C’est pour notre ville et pour tous ses habitants un véritable deuil, non seulement d’une part importante de son patrimoine mais aussi de son avenir et de son rayonnement.

Ce départ marque aussi le renoncement à de nombreuses actions et projets de coopération et d’échanges universitaires et scientifiques que nous partageons avec l’outre mer et avec plusieurs pays d’Afrique et d’Asie.

Dans tous ces pays, la marque de « Santé navale » est forte et alors que les pathologies tropicales augmentent en nombre de maladies (avec par exemples les SRAS) comme en nombre de malades, le retrait de Bordeaux dans cette discipline est partout regretté.
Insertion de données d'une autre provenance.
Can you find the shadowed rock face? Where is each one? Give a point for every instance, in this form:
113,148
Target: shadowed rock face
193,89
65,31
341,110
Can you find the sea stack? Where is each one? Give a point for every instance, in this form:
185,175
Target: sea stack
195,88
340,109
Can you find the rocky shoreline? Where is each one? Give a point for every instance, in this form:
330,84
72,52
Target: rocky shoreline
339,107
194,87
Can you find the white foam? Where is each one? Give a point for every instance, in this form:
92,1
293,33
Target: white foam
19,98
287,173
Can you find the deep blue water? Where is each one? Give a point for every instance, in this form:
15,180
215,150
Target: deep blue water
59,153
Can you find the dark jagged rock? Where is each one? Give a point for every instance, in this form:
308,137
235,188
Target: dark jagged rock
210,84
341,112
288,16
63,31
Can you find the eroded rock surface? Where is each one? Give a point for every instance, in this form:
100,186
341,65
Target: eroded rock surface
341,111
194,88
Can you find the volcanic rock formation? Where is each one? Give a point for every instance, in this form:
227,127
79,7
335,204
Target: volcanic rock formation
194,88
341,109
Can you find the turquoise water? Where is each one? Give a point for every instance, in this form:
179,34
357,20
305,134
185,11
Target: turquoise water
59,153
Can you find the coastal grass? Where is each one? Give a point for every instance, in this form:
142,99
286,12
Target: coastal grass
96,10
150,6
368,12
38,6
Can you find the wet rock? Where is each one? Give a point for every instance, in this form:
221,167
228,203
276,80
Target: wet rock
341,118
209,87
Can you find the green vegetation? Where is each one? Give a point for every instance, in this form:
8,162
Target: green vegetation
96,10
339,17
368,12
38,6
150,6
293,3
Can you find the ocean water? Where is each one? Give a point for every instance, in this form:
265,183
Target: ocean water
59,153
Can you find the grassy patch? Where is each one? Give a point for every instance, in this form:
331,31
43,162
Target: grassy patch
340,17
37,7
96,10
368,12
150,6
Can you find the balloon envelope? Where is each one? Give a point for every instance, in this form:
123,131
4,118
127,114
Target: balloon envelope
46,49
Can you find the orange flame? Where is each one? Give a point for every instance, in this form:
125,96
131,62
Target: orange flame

L’absence d’engagement du Maire de Bordeaux dans cette bataille demeure incompréhensible. Il est difficile de croire en effet que la libération du foncier municipal que représente le départ de l’école au bénéfice de projets d’urbanisme liés à Euratlantique, non plus que la participation du produit de la vente de terrains au financement de la future Cité Municipale, puisse expliquer la renonciation d’Alain JUPPE à ce fleuron bordelais.

Le Ministre de la Défense devenu Ministre des Affaires Etrangères trouvera dans les nombreux pays qu’il visite la manifestation des regrets qui accompagnent la disparition de « Santé Navale ».

L’ « Adieu aux Armes » auquel nous avons été, sur consigne, peu nombreux à être conviés est aussi un adieu à une part de notre fierté d’être Bordelais.

Les Bordelais et leurs élus sont aux côtés des élèves et anciens élèves mais aussi tous les personnels qui ont apporté leur engagement et leurs compétences au service de Santé Navale et qu’il s’agit aujourd’hui de « reclasser ».